Önümüzdeki onyılda taraftarı olmayan kulüpler için hayat çok zor olacak. Yetiştir-sat kulüpler artık çok zor satacaklar. Kuş bedavaya kaçabilecek yuvadan. Buna bağlı olarak gelirler hanesinde TV gelirleri-maç hasılatları-kombine gelirleri-logolu hediyelik eşya satışı ve gayrimenkullerden elde edilen gelirler kalacak. Burada en büyük pay TV gelirlerinden sonra maç hasılatlarının olacak. Maç hasılatı ve kombine satışı için de en büüyük şart stad. İnsanlar için yapılmış, konforlu, 21. yüzyılın gereklerine uygun bir stad.

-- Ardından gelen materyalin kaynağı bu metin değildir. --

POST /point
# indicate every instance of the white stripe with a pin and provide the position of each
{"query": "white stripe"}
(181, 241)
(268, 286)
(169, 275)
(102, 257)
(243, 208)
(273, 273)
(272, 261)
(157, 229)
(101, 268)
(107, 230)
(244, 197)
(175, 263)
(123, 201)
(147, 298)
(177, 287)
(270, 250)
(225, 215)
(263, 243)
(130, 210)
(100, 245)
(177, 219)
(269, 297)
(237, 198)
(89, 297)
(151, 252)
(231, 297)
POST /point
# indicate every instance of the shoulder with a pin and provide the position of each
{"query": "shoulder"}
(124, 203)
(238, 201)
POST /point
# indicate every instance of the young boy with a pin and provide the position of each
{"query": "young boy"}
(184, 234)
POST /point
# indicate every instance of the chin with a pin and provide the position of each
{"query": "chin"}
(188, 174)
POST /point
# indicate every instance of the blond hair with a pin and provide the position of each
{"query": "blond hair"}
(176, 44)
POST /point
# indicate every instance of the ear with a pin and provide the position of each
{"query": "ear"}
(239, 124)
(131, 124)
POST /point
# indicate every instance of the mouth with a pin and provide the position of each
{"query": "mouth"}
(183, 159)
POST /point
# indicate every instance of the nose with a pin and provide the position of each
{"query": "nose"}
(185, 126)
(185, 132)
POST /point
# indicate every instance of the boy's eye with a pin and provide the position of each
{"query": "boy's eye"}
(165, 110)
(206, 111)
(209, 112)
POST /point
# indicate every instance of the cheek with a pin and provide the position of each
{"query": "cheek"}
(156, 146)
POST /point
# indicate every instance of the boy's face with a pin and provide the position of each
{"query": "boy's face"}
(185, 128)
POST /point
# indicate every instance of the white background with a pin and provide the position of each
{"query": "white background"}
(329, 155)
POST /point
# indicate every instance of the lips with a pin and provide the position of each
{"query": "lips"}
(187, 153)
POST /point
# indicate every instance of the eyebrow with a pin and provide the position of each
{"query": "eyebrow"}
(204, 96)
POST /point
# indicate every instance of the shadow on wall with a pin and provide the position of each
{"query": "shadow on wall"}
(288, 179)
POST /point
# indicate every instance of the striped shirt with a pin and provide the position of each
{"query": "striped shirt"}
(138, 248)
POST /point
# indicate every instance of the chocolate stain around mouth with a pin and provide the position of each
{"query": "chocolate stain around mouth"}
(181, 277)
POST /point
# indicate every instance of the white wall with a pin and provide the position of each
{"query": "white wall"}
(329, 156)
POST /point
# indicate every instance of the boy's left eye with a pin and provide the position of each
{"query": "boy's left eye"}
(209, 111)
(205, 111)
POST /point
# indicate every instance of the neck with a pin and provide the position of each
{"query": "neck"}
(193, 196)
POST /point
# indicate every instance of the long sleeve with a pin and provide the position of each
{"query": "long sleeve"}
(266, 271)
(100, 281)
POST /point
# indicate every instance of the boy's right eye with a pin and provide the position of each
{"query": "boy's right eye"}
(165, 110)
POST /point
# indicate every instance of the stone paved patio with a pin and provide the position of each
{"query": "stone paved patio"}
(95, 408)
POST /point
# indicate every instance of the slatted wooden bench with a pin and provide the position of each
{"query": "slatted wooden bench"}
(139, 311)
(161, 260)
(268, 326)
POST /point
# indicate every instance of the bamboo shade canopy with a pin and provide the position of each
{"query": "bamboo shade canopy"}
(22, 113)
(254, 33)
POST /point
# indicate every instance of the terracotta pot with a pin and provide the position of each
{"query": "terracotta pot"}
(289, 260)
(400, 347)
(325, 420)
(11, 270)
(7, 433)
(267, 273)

Etrafındaki dükkanlarla para kazandırabilecek bir stad. İçindeki kulübün yeni hedef kitlesi üst gelir grubu-büyük şirketlere uygun lüks localar içeren bir stad. Tribünü yani seyirciyi oyunun içine maksimum şekilde sokabilecek bir stad. Akustiği optimum bir stad. Seyircinin yıldızına dokunabilecek kadar yakın olduğu bir stad. Bir futbol stadının dışında, sinema, tiyatro, alışveriş merkezleri içeren, 24 saat yaşayan bir stad. 24 saat yaşayan ve 24 saat para kazandıran.

Evet acı ama gerçek yaklaşık 10 sene önce başlayan TV gelirlerine bağlı olarak futbolun dar gelirlinin evinden ve elinden alınması şartlar gereği önümüzdeki senelerde daha can acıtıcı bir hal alacak. Acı ama gerçek devler liginde yer almak için bu değişimler kaçınılmaz olacak. Yapamazsanız yok olacaksınız. Göztepemizin önümüzdeki yıllarda yapması gereken en önemli şey bir stad sahibi olmak. Bu kaçınılmaz olarak yapılması gereken birşey.

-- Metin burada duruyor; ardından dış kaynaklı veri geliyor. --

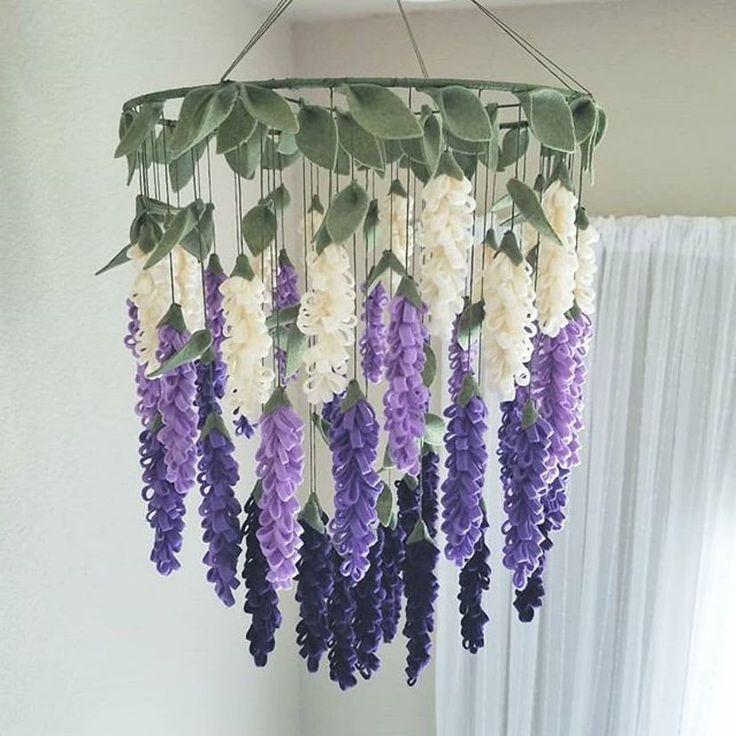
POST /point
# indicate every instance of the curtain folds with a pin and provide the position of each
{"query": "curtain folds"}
(636, 583)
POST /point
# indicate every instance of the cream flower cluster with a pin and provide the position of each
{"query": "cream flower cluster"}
(556, 263)
(397, 228)
(585, 274)
(328, 314)
(247, 343)
(508, 327)
(151, 293)
(447, 221)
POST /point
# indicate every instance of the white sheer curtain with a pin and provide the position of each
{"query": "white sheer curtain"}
(642, 581)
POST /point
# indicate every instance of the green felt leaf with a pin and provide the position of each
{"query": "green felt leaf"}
(385, 505)
(346, 213)
(434, 429)
(296, 345)
(363, 146)
(514, 145)
(432, 143)
(528, 205)
(550, 118)
(470, 323)
(117, 260)
(245, 159)
(269, 108)
(201, 113)
(584, 117)
(191, 350)
(463, 114)
(259, 228)
(381, 112)
(135, 128)
(182, 223)
(237, 127)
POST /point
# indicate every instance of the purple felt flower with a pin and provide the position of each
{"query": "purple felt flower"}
(165, 506)
(369, 599)
(526, 468)
(285, 295)
(392, 544)
(475, 578)
(405, 401)
(466, 462)
(354, 437)
(219, 509)
(373, 340)
(261, 600)
(176, 406)
(315, 581)
(213, 279)
(341, 615)
(280, 466)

Yönetimimizin taraftara "değerli" olduğunu hissettirmesi lazım. İnsanlara bu hisstettirilebilirse gerek kombine satışında, gerek gazete satışında gerekse de hediyelik satışında daha başarılı olunabilir.

Bu açıdan önemli bir konu da özel güvenlik kuvvetleri meselesi. İki sene önce Erzurum maçında olanları hatırlarsanız, bizleri korumakla görevlilerin gözlerinin, başkanımızı tartaklayacak kadar döndüğünü ve Erzurum'un o maçla kümede kaldığını ve Altay'ın (belki de bizim de) o maçla düştüğünü de hatırlarsınız. Bu bağlamda tarih tekerrür etmeyecekse, ettirmemek için gerekli önlemleri almak lazım.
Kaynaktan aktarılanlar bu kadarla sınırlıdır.